“The soul is composed of harmony.” ―Leonardo Da Vinci
“If you want to find the secrets of the universe, think in terms of energy, frequency and vibration.”
― Nikola Tesla
” Rhythm and harmony find their way into the inward places of the soul.” ―Plato
I won’t pretend to understand the complexity of these concepts, but I can tell you that I’m witnessing a change in Vernon whenever he hears live music. I have been trying to keep recorded music that he likes going on behind the beeping and whirring and chatter in the room, but I have noticed that its the real voices and instruments in the room that he responds to. He either becomes very alert or very relaxed, sometimes even to sleep. Either way, there is always an improvement, at least for a little while.
Music has long been known to be a great emotional connector, but I don’t believe Vernon is back in the realm of emotions yet. As is to be expected, he goes in and out of lucidity (and maybe even that is a stretch of a word?) I get frustrated that he doesn’t stay in “my” moment for long, but I know that when he gets one of these little concerts (even simple strumming on a guitar with no particular song in mind) he seems more strongly connected. When he is storming and can’t even give me a responsive squeeze of the shoulders, I am finding that after music, he seems to get physically and mentally focused again. Even if all I get is a squeeze to ” Did you like the music?” Even if it takes all the energy he has, I get that big, quiet “Yes.”
Modern medicine is amazing. I keep hearing how wonderful this hospital is for head trauma. That it is perhaps the most innovative and specialized in the country. How blessed are we for that? But medicine and technology and know-how can only go so far. Music seems to be the mystical balm of vibrations and spirit that helps connect the scrambling dots, that fills the cracks, that reaches the soul.
So…if you are a musician feeling discouraged that what you do isn’t appreciated, that it isn’t seen as art, have you considered it might be medicine? That you might carry healing in your own hands? Let it out, see where it goes…its a mystery, let it be a part of an even greater one that includes others who truly need it.
Here are a some of Vernon’s visiting healers from this week. Perhaps one of you might be moved to help minister to Vernon’s soul/brain connections. I want to make sure he has someone every day. (You know where to reach me.)
This is Vernon’s good friend Chris Owen, who has been bringing his guitar in from the words, “Yes, its okay, Vernon’s brain might be able to handle some music, I suppose.” Thank you, Chris. You have been ministering to his soul this whole time. We love your improvisational flow. Inspired.
The huge-hearted Gary Rea, who turned the room into a corner of heaven. Notice how the nurse couldn’t bring herself to close the door all the way. The entire ward wanted to get a bit of the music-magic.

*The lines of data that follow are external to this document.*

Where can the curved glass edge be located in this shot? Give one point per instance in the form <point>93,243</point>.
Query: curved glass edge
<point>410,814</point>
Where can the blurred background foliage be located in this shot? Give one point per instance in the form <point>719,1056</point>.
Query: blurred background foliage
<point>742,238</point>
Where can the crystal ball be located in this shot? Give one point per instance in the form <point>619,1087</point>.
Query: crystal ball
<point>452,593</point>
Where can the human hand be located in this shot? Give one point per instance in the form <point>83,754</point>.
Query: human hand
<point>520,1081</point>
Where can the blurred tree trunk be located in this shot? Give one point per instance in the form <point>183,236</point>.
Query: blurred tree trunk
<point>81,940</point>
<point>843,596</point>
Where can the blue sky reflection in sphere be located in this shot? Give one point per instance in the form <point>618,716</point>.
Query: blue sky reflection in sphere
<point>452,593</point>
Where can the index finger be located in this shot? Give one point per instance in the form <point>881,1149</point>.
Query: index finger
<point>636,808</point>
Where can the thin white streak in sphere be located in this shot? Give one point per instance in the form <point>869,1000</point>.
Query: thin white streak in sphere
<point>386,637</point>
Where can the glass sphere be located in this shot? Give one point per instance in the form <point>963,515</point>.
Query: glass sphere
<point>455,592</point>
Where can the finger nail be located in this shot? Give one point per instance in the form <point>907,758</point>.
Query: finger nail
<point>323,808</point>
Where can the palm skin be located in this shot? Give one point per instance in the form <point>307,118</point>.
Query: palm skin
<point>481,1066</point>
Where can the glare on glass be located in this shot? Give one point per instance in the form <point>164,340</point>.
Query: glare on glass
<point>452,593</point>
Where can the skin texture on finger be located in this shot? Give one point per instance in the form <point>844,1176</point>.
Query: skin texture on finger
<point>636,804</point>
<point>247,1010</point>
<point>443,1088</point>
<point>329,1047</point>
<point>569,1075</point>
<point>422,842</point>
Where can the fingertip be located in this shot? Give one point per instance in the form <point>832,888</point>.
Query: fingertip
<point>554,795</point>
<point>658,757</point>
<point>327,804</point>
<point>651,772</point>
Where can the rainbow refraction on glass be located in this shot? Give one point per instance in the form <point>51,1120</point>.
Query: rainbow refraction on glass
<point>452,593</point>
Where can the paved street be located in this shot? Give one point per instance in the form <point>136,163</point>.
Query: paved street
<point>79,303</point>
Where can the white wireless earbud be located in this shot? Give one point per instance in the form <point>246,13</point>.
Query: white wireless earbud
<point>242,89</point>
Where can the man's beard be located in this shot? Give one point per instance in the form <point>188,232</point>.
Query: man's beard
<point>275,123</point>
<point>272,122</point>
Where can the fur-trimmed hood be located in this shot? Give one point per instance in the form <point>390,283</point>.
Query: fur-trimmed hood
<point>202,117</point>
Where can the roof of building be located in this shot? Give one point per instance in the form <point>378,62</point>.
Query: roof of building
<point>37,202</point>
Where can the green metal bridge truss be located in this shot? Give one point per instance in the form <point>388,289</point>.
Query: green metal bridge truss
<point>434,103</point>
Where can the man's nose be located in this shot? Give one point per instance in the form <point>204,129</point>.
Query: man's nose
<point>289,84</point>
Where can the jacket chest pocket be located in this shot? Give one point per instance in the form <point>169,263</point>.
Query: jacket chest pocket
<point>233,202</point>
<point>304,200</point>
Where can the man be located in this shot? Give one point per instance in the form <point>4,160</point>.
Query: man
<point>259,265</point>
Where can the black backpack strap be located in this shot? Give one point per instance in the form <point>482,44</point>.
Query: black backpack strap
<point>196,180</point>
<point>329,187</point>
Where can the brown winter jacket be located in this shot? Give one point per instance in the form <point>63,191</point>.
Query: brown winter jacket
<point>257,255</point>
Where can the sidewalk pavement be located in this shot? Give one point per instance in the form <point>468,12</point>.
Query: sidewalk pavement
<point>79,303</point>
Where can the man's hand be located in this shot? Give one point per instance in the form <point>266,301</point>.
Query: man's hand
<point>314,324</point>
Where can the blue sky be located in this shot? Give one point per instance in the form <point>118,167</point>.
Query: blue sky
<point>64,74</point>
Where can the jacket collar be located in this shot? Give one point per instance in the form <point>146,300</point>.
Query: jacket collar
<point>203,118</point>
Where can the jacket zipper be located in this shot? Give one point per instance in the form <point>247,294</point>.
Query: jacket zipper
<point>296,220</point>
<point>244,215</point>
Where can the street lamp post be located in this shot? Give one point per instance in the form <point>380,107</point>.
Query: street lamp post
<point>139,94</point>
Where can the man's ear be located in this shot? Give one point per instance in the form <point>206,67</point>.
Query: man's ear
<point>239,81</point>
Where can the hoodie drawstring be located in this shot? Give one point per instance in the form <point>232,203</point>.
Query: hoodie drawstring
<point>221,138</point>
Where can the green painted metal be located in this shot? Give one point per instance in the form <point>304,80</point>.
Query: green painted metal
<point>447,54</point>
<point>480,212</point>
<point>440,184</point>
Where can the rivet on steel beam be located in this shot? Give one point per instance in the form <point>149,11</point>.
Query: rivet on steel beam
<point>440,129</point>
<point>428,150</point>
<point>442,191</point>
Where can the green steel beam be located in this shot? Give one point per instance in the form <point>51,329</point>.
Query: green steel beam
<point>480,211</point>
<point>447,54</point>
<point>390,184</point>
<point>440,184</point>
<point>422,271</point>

My new friend, Donna, one of my mom’s printmaking students, has a passion for music-therapy and wow, what a gift to have her bring her beautiful harp into the room. She even played “Stairway to Heaven.” What a privilege. Thank you, Donna.
This is my dear friend Kirsten, who has a voice Vernon has always likened to an angel. And Chris Lizotte, who I like to think of as “My Own Personal Tom Waites.” Such a cool, loving guy. Words cant express how beautiful their music was for me…and I’m sure for Vernon.
One of my dearest besties in the world, Melissa (another talented musician) sharing a laugh with Dialysis Dave, another Brit, who seems to think he can reach his coma-patient through dry humour. It is possible. Especially with hilarious Melissa in the room. We were laughing so hard that the sliding door had to be closed as there was a trauma patient coming through. It’s like being shushed in a library. heheheh.
World class guitarist and friend of Vernon’s, Marc Ford. Thank you Marc for playing from the heart. Your tears brought healing as much as your music did. Needless to say, we had nurse groupies stuck to the sliding door.